Autorzy artykułu identyfikują wiele obszarów, w których tworzywa sztuczne mogą sprawiać ogromne problemy. Z jednej strony chodzi o duże odpady, przyczyniające się do śmierci zwierząt w morzu jak i na lądzie. Z drugiej strony coraz większy kłopot stanowią drobiny mikroplastiku, odkładające się w organizmach niemal wszystkich żywych istot. W tym ostatnim przypadku konsekwencje nie są jeszcze całkiem jasne.
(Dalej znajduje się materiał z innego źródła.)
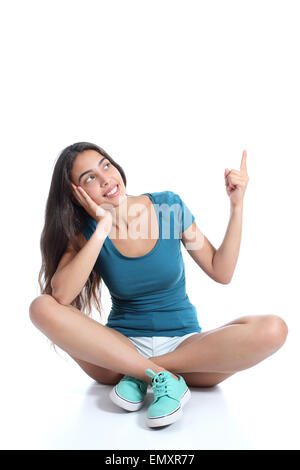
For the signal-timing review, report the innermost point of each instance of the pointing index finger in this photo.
(243, 167)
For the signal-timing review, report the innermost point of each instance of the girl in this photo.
(94, 231)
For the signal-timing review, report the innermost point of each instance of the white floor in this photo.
(48, 402)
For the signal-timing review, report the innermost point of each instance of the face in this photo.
(97, 176)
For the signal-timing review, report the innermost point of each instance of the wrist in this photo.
(236, 209)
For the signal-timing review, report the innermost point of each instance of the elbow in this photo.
(59, 298)
(225, 281)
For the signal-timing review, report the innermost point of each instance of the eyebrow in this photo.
(89, 171)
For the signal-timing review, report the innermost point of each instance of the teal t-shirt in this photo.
(148, 292)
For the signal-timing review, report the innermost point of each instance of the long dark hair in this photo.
(64, 218)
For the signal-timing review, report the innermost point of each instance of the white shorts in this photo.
(150, 346)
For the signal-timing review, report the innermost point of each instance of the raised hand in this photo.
(236, 182)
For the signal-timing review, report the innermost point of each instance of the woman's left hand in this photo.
(236, 183)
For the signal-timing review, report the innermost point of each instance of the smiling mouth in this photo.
(114, 192)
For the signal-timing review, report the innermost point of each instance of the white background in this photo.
(174, 91)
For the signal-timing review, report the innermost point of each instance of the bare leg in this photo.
(219, 353)
(87, 340)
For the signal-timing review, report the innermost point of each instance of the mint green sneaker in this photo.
(129, 393)
(170, 395)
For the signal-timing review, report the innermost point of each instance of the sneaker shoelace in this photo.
(142, 385)
(162, 385)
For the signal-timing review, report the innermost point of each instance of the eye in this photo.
(86, 181)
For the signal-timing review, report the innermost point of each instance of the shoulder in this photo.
(168, 197)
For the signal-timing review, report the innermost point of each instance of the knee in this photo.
(40, 309)
(272, 332)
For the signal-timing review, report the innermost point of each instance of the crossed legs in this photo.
(204, 359)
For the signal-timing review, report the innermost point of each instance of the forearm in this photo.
(225, 258)
(68, 282)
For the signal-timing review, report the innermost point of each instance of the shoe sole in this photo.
(123, 403)
(171, 417)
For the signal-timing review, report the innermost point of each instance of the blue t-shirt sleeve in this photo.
(185, 216)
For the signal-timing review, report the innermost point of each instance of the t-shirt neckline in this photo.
(154, 249)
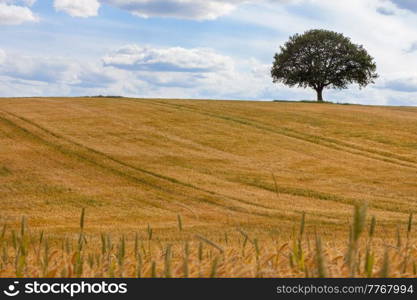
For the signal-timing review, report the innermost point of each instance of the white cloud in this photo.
(78, 8)
(19, 2)
(14, 15)
(186, 9)
(2, 56)
(176, 59)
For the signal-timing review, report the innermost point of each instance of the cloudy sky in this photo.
(220, 49)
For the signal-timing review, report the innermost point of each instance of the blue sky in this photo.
(195, 48)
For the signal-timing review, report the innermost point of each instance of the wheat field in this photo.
(181, 188)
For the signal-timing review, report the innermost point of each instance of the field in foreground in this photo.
(231, 176)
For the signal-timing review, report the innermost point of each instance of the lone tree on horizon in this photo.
(322, 59)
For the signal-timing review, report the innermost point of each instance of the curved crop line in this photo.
(61, 149)
(322, 141)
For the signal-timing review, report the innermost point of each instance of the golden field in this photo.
(205, 188)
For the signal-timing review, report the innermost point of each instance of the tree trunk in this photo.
(320, 94)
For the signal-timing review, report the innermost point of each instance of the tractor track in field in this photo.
(80, 148)
(334, 144)
(95, 162)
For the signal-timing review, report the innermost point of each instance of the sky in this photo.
(208, 49)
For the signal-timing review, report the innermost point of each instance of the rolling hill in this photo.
(218, 164)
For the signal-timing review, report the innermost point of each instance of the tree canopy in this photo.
(322, 59)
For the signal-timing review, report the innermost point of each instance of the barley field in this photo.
(120, 187)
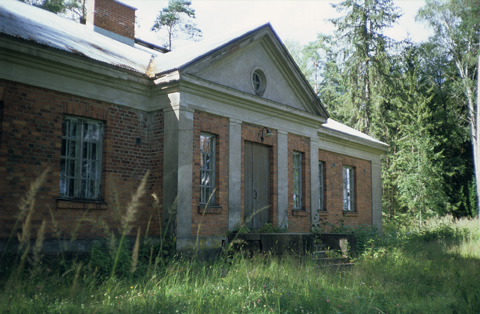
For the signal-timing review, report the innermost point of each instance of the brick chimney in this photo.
(112, 18)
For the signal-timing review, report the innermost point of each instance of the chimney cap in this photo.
(123, 3)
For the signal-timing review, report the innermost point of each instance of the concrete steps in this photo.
(323, 258)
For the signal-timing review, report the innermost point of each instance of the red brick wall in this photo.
(212, 222)
(31, 142)
(333, 165)
(252, 133)
(299, 221)
(115, 17)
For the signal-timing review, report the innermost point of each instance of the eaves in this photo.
(25, 62)
(224, 94)
(341, 138)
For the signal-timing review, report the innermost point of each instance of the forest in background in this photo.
(419, 98)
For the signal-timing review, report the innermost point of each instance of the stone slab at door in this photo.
(256, 185)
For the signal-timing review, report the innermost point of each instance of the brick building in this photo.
(229, 129)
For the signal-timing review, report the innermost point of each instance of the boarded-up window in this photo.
(207, 169)
(348, 189)
(297, 180)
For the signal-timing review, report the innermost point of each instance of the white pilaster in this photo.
(282, 175)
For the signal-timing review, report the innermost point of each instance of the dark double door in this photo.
(256, 185)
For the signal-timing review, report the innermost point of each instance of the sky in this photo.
(297, 20)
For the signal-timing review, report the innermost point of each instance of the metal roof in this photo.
(25, 21)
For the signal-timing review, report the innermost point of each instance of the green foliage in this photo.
(407, 271)
(176, 18)
(55, 6)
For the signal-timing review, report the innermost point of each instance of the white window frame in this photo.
(297, 180)
(81, 159)
(207, 169)
(348, 189)
(321, 185)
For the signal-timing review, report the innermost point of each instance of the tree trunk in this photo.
(476, 136)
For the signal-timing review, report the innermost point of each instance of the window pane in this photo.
(92, 189)
(83, 189)
(93, 151)
(63, 151)
(85, 169)
(73, 129)
(72, 148)
(65, 124)
(71, 168)
(78, 135)
(63, 186)
(95, 132)
(85, 150)
(93, 170)
(71, 187)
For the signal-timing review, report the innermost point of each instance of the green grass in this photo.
(433, 269)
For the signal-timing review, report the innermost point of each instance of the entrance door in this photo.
(257, 185)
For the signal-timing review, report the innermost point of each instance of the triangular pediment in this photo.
(233, 65)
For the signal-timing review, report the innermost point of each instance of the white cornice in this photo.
(339, 141)
(37, 65)
(228, 95)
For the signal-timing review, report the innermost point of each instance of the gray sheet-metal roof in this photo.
(22, 20)
(338, 127)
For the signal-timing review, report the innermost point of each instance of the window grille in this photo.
(297, 180)
(81, 158)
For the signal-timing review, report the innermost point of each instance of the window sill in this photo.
(300, 212)
(215, 210)
(65, 203)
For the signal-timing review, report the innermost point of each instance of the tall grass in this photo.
(433, 269)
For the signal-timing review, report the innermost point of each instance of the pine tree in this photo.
(457, 31)
(366, 64)
(176, 18)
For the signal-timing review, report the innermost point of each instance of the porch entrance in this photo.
(256, 185)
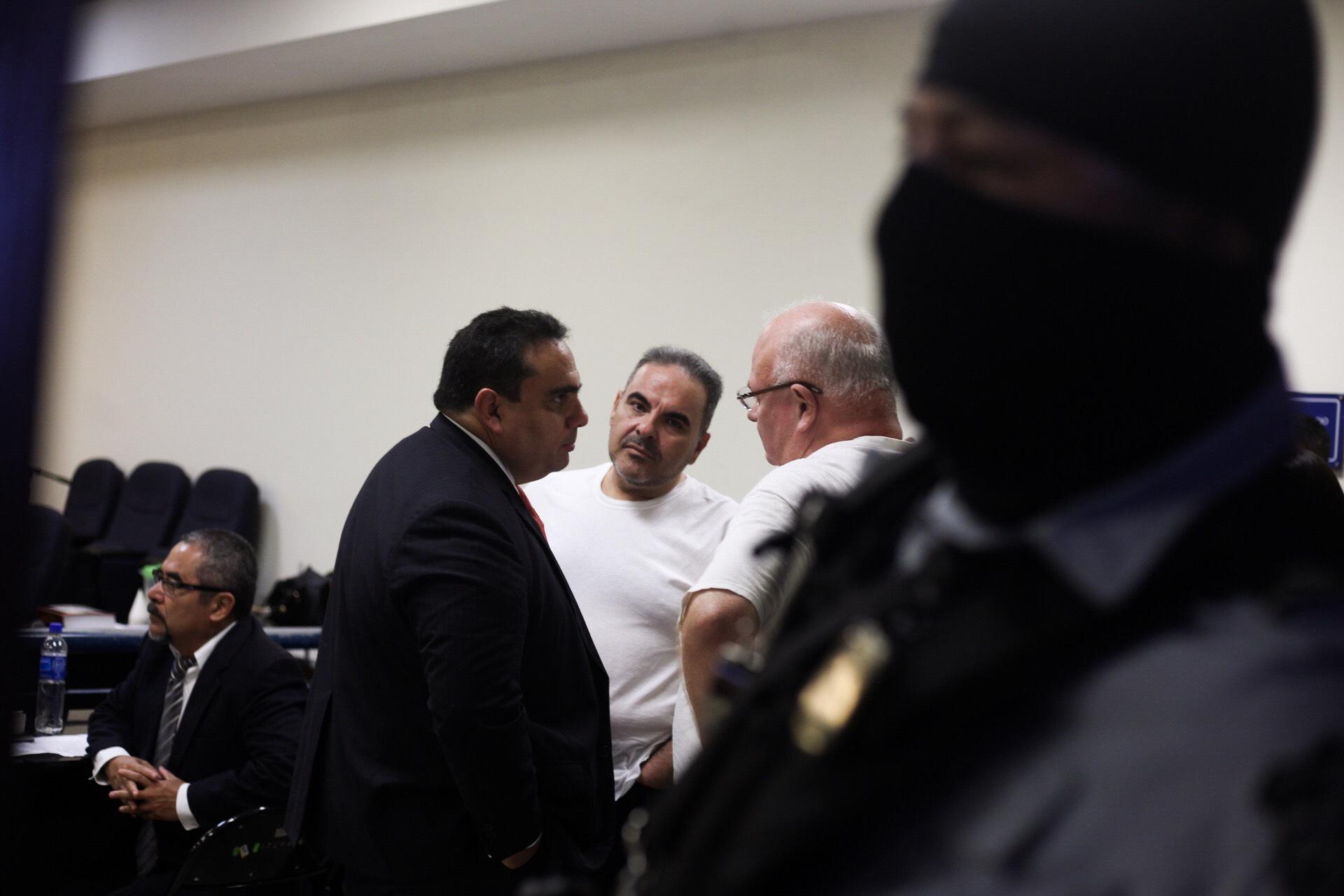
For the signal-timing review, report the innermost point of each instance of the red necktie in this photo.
(533, 511)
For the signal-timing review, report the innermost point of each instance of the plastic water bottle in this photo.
(51, 682)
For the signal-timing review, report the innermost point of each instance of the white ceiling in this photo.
(141, 59)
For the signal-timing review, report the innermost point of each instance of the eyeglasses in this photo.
(176, 587)
(750, 400)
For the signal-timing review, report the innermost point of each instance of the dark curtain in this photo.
(34, 48)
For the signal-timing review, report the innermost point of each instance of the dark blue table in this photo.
(100, 660)
(127, 638)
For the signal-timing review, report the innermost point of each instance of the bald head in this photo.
(841, 352)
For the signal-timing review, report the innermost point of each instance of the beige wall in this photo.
(270, 288)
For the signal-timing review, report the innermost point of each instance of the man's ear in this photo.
(705, 440)
(487, 409)
(806, 403)
(223, 608)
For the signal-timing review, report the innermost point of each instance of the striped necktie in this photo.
(147, 846)
(533, 511)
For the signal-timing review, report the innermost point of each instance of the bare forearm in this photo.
(656, 771)
(713, 620)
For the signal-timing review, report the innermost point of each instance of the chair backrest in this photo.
(150, 507)
(92, 498)
(251, 848)
(49, 550)
(222, 500)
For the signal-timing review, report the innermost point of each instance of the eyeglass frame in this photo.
(743, 394)
(176, 587)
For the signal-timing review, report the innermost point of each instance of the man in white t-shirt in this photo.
(824, 402)
(632, 536)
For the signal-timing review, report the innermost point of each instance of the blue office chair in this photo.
(249, 852)
(151, 505)
(220, 500)
(49, 550)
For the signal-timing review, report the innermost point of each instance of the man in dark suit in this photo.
(207, 723)
(458, 726)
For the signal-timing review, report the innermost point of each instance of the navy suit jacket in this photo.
(458, 706)
(237, 736)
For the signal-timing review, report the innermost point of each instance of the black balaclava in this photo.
(1047, 358)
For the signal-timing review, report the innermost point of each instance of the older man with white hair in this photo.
(824, 402)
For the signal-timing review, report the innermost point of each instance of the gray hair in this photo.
(227, 562)
(695, 365)
(847, 356)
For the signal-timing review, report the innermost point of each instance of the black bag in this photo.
(300, 601)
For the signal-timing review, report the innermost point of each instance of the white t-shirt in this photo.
(629, 564)
(766, 511)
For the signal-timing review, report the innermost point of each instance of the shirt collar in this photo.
(206, 649)
(484, 448)
(1108, 542)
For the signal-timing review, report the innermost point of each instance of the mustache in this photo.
(644, 445)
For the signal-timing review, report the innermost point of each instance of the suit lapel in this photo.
(150, 710)
(206, 687)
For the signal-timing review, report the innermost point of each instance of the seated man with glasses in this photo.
(824, 402)
(207, 723)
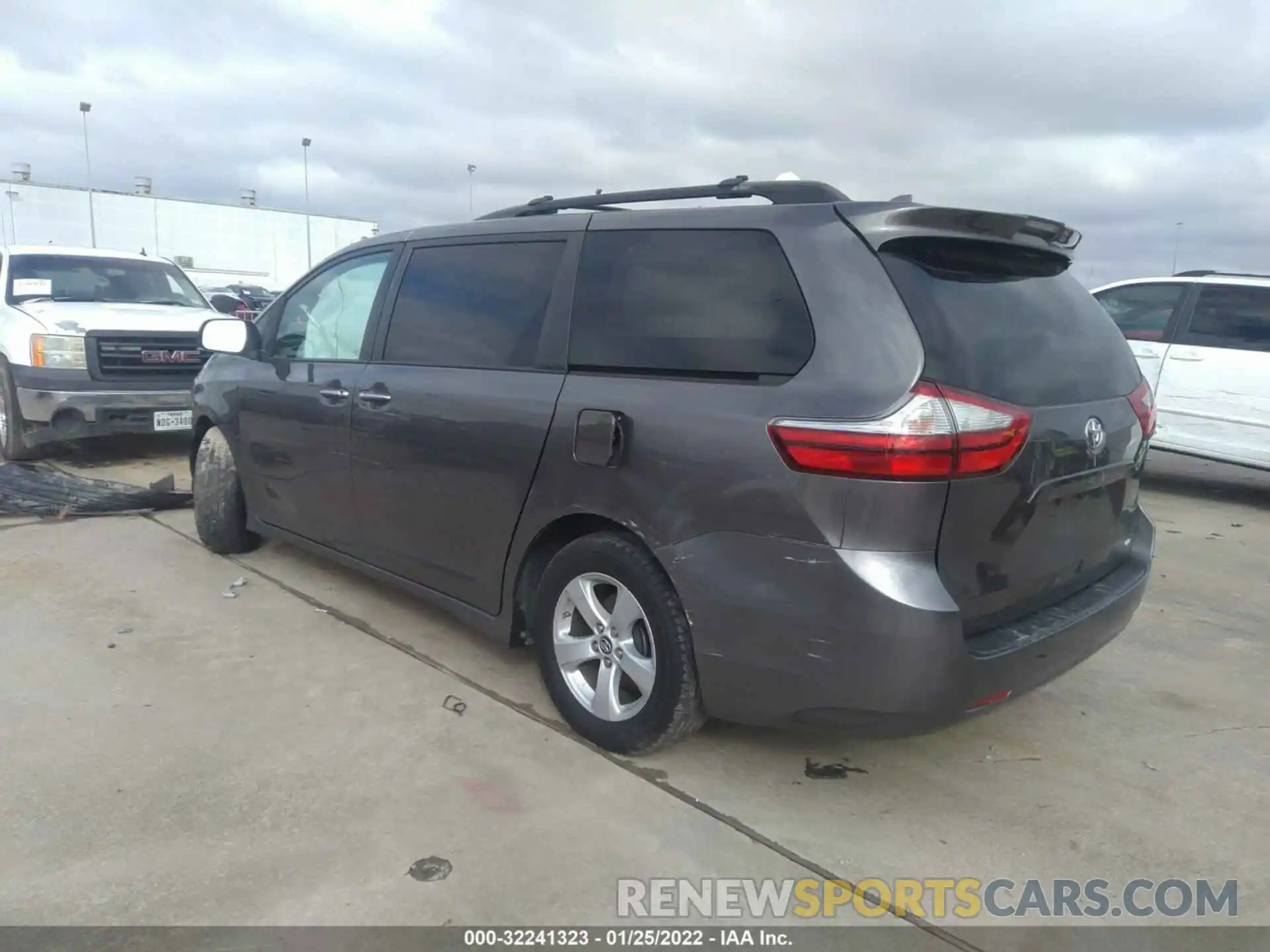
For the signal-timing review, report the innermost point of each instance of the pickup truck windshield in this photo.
(105, 280)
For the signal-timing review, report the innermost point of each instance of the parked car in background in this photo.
(813, 462)
(225, 301)
(254, 296)
(1203, 342)
(95, 342)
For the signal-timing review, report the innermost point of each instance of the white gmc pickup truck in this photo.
(95, 342)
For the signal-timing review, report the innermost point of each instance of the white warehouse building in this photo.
(215, 243)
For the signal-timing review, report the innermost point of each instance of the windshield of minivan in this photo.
(107, 280)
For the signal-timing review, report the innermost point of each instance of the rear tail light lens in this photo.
(1143, 403)
(937, 434)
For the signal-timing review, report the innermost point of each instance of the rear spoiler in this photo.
(879, 222)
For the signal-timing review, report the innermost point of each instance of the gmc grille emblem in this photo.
(171, 357)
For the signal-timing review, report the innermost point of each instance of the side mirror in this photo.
(230, 335)
(225, 303)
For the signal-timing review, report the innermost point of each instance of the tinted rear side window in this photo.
(1142, 311)
(1230, 317)
(1009, 324)
(689, 302)
(473, 305)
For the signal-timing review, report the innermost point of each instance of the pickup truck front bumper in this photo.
(63, 405)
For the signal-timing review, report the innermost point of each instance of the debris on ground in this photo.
(429, 870)
(829, 771)
(42, 489)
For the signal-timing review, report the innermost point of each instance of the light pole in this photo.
(13, 221)
(309, 240)
(88, 167)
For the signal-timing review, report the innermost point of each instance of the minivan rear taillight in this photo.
(937, 434)
(1143, 403)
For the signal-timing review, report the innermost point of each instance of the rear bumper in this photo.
(790, 634)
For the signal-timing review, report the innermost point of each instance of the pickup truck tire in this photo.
(12, 424)
(220, 507)
(578, 604)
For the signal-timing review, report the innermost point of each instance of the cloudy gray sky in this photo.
(1119, 118)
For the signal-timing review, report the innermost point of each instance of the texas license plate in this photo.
(173, 420)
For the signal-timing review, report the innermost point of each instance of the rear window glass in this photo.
(689, 302)
(1009, 323)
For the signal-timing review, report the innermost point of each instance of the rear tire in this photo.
(220, 507)
(629, 686)
(12, 426)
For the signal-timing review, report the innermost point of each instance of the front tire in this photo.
(615, 648)
(220, 507)
(12, 426)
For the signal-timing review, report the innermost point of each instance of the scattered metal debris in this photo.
(431, 869)
(41, 489)
(831, 771)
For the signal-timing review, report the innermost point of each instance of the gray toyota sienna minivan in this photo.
(803, 462)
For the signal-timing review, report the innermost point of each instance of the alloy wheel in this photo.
(603, 647)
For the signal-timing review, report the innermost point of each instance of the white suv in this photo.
(1203, 343)
(95, 342)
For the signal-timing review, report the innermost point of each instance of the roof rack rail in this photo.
(736, 187)
(1208, 272)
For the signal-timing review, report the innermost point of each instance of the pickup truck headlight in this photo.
(58, 352)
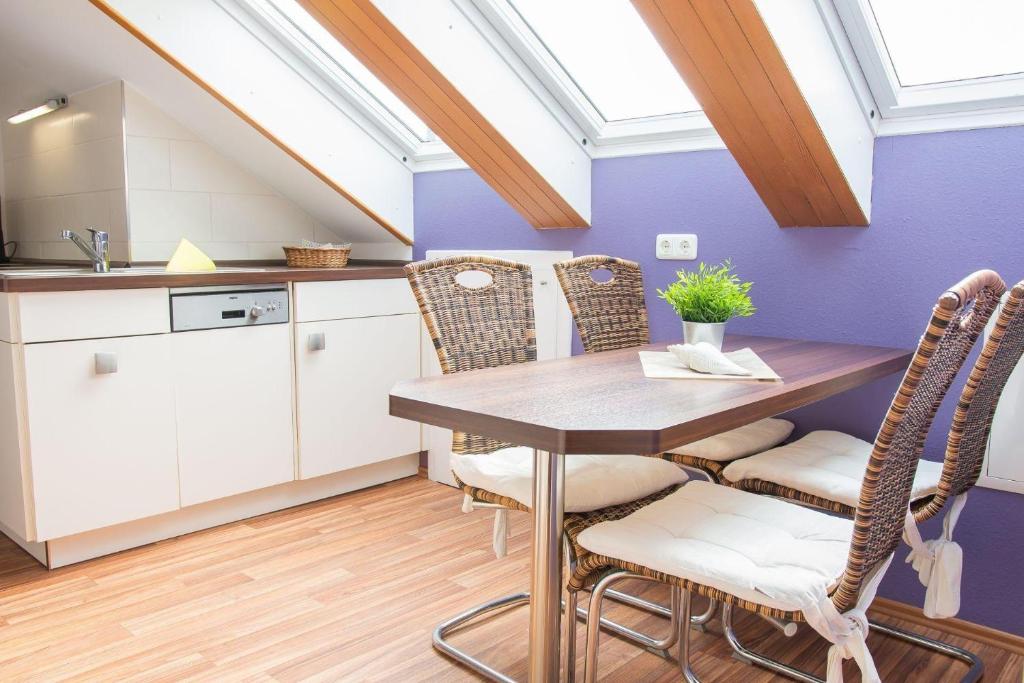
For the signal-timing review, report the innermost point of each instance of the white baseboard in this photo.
(80, 547)
(37, 550)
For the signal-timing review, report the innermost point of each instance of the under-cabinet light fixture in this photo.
(49, 105)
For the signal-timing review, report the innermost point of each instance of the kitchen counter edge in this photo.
(79, 282)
Mniej mówi się na temat potencjalnych efektów geochemicznych. Mikroplastik w oceanie może wpływać na algi i cyjanobakterie, co zaburzy obieg węgla, zmniejszając pochłanianie dwutlenku węgla z atmosfery. Jednocześnie, część atomów węgla pozostanie związanych w tworzywach sztucznych, niemożliwych do rozłożenia przez żywe organizmy. Ich obecność grozi natomiast długotrwałym wytrącaniem substancji toksycznych.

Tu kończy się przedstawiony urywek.